Schreiendes Kind … oder Oda?

Nach zweimonatigem Betrieb fühlt man sich bei Oda jetzt außerdem soweit, neue Kund:innen anzusprechen: In der vergangenen Woche startete die erste Plakatkampagne. Und die ist, was sich bereits abgezeichnet hatte, leider längst nichts so clever wie sie sein müsste.

Zumindest sieht man den Motiven an, dass sie 1. von Leuten entworfen wurden, die nicht all zu viel Lust (oder Spielraum) hatten, über die gängigen Klischees rund um den klassischen Supermarkteinkauf hinauszudenken, und 2. für eine Zielgruppe gemacht sind, die es so zumindest im Lieferdienst-umworbenen Berlin vielleicht gar nicht mehr gibt.

Im Mittelpunkt der Plakate, die von der Hamburger Agentur +Knauss (Agenturen heißen halt immer albern) kommen, stehen:

  • Leute, die in einer ewig langen Schlange an der Kasse warten,
  • ein schreiendes Kind im Einkaufswagen
  • und ein Typ, der schwer mit Tüten bepackt den Großeinkauf nachhause ächzt.
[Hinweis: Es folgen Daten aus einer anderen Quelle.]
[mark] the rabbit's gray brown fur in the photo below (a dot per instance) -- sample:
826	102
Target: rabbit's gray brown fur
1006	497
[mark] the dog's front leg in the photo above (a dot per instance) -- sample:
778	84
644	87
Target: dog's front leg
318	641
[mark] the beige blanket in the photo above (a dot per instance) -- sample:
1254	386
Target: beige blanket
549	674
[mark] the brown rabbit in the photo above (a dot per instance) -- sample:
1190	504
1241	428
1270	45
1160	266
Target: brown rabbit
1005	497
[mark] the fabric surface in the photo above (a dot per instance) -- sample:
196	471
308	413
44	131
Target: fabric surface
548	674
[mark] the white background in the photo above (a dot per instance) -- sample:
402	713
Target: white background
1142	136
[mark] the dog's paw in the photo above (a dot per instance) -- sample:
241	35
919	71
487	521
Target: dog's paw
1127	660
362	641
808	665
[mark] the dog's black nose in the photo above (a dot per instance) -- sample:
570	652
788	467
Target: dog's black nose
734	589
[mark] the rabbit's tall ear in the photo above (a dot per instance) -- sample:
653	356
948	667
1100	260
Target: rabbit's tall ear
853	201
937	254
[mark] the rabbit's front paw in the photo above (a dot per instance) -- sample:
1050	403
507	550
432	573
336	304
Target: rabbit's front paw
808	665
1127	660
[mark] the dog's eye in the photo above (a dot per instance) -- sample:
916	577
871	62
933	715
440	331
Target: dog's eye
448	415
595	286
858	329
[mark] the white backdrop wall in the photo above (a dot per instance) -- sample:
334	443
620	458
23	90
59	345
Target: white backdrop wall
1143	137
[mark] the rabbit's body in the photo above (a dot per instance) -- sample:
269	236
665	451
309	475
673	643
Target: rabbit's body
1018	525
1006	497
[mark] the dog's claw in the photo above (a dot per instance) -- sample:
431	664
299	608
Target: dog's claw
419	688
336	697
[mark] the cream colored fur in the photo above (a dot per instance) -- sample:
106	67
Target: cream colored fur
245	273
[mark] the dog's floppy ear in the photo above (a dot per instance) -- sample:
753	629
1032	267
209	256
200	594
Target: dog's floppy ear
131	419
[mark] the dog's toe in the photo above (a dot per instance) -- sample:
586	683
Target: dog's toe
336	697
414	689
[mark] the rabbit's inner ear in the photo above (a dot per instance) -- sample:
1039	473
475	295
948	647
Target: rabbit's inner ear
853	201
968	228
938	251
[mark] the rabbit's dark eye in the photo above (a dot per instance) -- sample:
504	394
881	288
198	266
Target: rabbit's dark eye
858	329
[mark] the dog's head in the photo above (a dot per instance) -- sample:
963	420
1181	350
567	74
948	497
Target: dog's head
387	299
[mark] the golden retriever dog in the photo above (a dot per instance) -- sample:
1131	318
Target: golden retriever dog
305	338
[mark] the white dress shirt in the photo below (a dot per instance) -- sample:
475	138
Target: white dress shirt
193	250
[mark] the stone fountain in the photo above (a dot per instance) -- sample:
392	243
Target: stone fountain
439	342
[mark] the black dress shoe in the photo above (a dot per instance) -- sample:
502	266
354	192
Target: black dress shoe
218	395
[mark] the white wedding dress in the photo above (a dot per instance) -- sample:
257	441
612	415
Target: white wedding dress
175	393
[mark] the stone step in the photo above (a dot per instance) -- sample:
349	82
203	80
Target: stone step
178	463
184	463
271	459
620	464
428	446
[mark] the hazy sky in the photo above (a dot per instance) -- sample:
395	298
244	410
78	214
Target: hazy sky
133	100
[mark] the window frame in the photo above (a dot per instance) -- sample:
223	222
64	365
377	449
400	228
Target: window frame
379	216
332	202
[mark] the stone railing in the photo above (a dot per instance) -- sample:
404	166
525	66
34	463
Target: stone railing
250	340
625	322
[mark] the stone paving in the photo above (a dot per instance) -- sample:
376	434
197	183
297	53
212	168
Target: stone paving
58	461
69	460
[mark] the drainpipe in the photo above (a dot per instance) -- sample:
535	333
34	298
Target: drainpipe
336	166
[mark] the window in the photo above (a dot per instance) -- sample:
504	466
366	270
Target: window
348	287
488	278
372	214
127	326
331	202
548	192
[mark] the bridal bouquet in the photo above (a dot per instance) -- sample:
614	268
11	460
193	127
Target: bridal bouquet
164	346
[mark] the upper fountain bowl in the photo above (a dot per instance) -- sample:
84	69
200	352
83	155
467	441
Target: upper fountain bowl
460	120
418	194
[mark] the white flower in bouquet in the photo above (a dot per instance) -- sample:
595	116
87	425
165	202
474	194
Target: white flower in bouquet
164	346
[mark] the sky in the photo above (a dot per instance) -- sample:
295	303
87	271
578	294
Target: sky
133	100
Die Alternativempfehlung dazu lautet: „… oder Oda“, über bzw. neben der Abbildung einer Oda-typischen Einkaufskiste mit Logo. Sonst nix. (Auf den Citylight-Postern fehlt sogar der Claim „Dein Wocheneinkauf bis an die Tür“.) Und, hey, also nichts gegen inhabergeführte Strategie- und Kreativagenturen mit Fokus auf Markenaufbau in Großunternehmen, aber: Das wäre mir vielleicht auch gerade noch so eingefallen. Außer halt, dass es gute Gründe dagegen gibt.

Wen soll das ansprechen?

Ich erklär das gerne:

Das eigentliche Problem dieser Kampagne mit dem „Augenzwinkern und einer guten Prise Humor“ ist eines, das viele Kampagnen für Lebensmittel-Lieferdienste in den vergangenen Jahren hatten oder haben: Sie wollen ganz unbedingt Aufmerksamkeit durch Witzigsein erzeugen und greifen dabei viel zu kurz.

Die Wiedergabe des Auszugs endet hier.